Don’t be surprised if during this year’s Games you hear comparisons made beyond Vonn. Like Michael Phelps evolved from a butterfly specialist to being the greatest all-around swimmer in history, Shiffrin has the same potential on the slopes. The way her skills are developing in downhill and Super G, Shiffrin could be a threat to win every alpine discipline at the 2022 Games in Beijing and beyond.

While it’s virtually impossible she would ever reach Phelps’ record of 28 total medals (swimming presents so many more opportunities because of disciplines, lengths and relays), it’s not unrealistic to think that Shiffrin will match or surpass the medal counts of Colorado natives Missy Franklin (five) and Amy Van Dyken (six). For as great as Franklin and Van Dyken, both swimmers, have been as ambassors for the Centennial State Olympic athletes, Shiffrin has the potential to be even bigger and for even longer. Should she hold on as long as Vonn, Shiffrin would ski in two more Olympic cycles after PyeongChang.

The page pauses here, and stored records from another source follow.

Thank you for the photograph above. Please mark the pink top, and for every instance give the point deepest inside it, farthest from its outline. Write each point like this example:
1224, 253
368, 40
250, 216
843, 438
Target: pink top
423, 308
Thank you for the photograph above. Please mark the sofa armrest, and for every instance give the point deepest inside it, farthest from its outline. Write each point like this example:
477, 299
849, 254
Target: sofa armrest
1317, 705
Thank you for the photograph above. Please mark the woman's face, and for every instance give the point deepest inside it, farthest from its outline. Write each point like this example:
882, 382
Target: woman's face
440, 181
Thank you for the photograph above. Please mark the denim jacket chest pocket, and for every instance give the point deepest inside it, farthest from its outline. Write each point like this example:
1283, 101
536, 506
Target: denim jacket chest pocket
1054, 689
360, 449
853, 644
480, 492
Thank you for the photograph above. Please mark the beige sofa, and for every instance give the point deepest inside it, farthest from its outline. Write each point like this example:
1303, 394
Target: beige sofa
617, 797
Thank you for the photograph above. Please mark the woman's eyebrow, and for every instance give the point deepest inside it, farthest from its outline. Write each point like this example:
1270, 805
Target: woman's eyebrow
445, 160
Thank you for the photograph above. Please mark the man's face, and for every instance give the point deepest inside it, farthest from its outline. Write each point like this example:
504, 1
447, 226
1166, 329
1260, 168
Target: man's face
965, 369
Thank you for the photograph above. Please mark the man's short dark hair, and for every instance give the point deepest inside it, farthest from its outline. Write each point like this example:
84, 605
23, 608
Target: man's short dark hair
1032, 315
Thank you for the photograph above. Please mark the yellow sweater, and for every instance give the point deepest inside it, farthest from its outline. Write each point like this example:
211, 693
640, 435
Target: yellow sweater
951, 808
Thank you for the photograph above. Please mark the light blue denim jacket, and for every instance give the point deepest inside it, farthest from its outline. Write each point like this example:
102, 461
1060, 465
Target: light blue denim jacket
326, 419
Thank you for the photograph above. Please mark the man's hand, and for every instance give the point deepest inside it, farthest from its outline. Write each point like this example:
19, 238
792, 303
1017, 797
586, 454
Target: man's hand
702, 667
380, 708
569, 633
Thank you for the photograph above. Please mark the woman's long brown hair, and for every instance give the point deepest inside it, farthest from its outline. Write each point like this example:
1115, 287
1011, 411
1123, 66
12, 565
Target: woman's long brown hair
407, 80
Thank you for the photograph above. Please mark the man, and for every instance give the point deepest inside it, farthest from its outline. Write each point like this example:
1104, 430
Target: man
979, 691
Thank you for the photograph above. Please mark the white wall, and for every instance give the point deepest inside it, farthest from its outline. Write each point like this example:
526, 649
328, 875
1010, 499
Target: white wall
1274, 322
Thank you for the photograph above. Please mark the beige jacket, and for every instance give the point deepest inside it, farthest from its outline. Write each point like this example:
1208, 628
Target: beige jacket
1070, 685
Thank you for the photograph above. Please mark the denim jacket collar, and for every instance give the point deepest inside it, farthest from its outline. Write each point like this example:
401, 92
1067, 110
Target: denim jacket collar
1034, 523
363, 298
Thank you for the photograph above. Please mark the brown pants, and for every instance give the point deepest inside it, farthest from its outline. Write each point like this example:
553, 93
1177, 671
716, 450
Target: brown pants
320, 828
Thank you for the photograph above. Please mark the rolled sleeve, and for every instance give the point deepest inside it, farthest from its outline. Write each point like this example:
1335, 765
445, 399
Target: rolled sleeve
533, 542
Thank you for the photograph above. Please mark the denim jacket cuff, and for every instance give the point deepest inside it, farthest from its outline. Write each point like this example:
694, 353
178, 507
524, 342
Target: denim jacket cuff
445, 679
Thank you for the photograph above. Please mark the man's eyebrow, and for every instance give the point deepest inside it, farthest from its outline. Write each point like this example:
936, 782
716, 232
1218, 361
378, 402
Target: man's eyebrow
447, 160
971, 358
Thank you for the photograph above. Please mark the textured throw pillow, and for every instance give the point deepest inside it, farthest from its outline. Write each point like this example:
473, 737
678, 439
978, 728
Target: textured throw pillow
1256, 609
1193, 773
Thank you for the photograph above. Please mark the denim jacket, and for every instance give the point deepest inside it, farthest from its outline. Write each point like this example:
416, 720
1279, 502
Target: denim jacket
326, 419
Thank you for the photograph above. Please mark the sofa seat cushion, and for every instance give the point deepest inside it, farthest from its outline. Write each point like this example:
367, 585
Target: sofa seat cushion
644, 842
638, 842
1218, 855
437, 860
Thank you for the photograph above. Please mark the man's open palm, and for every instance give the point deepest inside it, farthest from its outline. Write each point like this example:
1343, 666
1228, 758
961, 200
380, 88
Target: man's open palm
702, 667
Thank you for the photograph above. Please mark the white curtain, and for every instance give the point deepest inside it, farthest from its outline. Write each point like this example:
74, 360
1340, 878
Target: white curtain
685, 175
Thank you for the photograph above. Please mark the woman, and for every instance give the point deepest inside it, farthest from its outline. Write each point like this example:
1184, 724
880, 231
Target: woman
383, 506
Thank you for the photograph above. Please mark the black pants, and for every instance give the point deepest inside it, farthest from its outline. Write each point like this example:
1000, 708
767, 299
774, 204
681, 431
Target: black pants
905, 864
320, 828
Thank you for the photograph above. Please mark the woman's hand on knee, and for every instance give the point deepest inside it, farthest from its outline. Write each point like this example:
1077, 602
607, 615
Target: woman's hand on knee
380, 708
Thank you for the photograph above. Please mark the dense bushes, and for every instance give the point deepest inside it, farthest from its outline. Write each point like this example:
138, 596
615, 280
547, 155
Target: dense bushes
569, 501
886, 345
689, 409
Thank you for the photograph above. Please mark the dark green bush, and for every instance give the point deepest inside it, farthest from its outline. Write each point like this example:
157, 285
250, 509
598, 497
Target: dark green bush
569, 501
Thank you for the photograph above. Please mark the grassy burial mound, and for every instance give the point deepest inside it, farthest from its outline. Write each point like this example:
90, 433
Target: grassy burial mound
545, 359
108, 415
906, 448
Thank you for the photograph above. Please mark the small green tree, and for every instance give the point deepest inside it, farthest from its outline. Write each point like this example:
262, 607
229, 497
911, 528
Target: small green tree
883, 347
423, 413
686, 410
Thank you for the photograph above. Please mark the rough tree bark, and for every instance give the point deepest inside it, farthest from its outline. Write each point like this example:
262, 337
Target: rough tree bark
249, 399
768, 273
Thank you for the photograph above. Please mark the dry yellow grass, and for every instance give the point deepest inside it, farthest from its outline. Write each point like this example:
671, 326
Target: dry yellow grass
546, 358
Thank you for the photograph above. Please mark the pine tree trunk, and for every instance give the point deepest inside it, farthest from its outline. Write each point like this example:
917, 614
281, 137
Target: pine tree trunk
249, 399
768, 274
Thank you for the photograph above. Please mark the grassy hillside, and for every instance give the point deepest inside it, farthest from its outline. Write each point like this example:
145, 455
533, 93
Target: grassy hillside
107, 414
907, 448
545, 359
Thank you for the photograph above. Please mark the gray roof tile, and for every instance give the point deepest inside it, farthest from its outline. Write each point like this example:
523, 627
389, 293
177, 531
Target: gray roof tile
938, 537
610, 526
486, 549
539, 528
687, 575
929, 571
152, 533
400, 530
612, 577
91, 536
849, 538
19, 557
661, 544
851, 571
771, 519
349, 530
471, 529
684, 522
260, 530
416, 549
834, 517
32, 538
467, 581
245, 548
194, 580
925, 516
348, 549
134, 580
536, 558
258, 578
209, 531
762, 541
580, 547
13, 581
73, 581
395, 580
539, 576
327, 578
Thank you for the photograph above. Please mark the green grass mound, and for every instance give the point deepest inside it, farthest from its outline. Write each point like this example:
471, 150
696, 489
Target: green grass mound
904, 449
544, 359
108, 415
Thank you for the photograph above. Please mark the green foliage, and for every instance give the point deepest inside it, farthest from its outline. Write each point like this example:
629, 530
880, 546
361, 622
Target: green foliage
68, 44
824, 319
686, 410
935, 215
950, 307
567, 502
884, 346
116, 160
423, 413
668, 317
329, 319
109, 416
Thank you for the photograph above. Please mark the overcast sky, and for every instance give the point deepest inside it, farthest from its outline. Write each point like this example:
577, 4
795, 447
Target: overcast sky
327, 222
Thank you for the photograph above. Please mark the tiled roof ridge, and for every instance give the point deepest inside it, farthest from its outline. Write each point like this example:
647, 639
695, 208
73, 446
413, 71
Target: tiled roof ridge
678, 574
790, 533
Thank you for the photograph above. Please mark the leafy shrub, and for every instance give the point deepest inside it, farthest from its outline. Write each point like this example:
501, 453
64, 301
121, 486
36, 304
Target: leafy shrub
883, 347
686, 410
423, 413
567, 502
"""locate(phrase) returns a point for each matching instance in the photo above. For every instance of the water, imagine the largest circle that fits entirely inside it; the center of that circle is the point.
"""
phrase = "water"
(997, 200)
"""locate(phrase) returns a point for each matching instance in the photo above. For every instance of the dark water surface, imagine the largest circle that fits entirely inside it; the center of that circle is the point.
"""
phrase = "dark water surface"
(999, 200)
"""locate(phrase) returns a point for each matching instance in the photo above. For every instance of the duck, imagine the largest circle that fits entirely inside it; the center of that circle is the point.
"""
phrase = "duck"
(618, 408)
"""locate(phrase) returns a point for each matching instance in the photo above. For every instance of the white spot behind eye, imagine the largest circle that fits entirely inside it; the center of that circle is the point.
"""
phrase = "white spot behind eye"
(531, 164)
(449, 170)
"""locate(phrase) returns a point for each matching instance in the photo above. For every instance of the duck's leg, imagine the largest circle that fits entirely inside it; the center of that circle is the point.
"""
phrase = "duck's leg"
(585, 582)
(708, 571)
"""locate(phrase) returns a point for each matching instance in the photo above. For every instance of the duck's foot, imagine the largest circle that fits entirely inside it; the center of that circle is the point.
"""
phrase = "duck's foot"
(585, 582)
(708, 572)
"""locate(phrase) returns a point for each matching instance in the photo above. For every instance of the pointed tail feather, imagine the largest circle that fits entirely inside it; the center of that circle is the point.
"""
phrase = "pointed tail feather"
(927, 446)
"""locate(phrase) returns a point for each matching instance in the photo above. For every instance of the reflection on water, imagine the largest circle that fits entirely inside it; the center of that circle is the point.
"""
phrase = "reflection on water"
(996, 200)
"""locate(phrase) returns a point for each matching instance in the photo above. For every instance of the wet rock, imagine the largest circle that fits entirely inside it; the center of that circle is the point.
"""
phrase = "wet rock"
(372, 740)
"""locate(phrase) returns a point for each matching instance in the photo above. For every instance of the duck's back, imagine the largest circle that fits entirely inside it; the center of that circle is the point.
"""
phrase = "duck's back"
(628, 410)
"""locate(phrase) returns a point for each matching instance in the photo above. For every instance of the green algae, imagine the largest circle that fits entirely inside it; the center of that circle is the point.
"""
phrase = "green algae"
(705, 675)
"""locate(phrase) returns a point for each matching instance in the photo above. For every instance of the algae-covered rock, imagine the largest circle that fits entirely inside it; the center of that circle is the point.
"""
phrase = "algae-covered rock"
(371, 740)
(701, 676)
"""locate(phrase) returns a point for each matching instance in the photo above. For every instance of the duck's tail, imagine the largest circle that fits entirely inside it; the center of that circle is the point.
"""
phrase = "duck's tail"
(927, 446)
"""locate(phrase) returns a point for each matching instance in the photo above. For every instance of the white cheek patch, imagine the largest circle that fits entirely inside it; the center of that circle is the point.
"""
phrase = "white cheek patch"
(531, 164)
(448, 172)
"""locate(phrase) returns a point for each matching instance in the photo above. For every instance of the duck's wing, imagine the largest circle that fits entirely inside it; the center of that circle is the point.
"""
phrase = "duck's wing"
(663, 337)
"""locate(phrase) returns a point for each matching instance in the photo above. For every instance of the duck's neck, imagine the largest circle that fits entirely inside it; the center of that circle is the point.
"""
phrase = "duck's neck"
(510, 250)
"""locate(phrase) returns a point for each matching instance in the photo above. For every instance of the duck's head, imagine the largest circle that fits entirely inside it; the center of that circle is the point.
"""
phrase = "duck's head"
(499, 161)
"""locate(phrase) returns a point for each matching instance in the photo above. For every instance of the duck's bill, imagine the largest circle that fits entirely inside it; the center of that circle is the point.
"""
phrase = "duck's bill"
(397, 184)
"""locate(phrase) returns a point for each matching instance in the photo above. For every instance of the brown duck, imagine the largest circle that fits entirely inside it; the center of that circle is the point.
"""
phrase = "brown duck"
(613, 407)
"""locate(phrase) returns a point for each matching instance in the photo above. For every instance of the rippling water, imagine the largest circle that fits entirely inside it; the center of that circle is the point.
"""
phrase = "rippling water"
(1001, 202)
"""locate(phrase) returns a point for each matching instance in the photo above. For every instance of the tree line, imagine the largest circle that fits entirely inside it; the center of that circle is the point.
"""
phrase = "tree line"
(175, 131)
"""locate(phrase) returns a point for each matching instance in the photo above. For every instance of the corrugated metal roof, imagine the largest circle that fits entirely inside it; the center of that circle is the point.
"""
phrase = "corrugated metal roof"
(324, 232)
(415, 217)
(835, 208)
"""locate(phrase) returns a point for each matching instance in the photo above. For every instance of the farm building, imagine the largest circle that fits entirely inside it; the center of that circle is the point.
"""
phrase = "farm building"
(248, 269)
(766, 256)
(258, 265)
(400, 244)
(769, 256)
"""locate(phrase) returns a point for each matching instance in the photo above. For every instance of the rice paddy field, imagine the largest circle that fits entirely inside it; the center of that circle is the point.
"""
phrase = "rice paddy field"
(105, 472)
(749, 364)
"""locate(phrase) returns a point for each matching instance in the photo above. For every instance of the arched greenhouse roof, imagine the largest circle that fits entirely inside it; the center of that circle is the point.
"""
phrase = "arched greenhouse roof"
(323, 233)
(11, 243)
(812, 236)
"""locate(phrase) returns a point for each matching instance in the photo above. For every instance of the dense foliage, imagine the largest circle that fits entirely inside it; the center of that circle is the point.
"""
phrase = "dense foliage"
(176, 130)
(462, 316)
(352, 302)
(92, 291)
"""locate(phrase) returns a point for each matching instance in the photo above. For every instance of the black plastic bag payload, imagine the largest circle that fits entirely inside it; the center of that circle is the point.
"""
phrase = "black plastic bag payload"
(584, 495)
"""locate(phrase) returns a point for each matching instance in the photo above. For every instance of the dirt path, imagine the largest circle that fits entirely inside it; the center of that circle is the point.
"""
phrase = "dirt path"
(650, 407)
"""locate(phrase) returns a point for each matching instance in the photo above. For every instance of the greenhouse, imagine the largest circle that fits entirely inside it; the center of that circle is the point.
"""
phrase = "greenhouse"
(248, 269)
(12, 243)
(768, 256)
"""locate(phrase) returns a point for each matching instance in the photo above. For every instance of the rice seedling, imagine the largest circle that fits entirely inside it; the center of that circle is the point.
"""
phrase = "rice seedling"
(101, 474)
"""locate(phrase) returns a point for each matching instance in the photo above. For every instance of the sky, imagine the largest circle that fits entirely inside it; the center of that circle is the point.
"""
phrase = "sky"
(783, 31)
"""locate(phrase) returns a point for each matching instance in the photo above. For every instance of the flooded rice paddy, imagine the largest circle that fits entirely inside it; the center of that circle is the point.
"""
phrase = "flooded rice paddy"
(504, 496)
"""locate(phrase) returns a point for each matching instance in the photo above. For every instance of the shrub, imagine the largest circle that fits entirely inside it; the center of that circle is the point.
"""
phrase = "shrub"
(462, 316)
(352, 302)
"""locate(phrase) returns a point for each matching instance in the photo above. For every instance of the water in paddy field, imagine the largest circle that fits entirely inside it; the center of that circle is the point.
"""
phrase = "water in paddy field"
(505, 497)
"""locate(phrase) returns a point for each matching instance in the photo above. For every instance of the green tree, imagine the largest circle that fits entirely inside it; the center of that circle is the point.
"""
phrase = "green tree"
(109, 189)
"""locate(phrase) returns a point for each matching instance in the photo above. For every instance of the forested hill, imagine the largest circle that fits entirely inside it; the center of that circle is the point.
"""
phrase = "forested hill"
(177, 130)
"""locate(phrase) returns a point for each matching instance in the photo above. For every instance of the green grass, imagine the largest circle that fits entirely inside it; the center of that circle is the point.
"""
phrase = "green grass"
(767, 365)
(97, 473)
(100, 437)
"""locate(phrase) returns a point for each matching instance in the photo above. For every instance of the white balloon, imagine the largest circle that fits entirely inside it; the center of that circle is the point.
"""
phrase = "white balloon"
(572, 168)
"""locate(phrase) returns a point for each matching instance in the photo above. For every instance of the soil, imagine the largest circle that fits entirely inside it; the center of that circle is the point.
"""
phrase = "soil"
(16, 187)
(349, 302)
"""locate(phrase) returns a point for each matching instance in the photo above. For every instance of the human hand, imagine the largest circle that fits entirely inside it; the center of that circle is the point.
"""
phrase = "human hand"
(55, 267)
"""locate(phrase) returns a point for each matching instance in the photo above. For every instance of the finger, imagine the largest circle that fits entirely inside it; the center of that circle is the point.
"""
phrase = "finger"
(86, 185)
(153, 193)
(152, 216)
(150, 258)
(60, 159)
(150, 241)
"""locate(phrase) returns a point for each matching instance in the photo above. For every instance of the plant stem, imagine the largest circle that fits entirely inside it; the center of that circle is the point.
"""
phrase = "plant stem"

Franklin is the only athlete to twice win our “Sportsperson of the Year” award (2011 and 2012). Less than two weeks into January 2018, Shiffrin looks like she is already halfway to that accomplishment, as well. On her current trajectory, Shiffrin may have our top honor all but locked up on Valentine’s Day with a gold medal in the slalom that could also seal her overall title.

Don’t wait to get on the Mikaela Shiffrin bandwagon. Though she stands alone on the slopes, there’s plenty of room for those rooting her on in PyeongChang.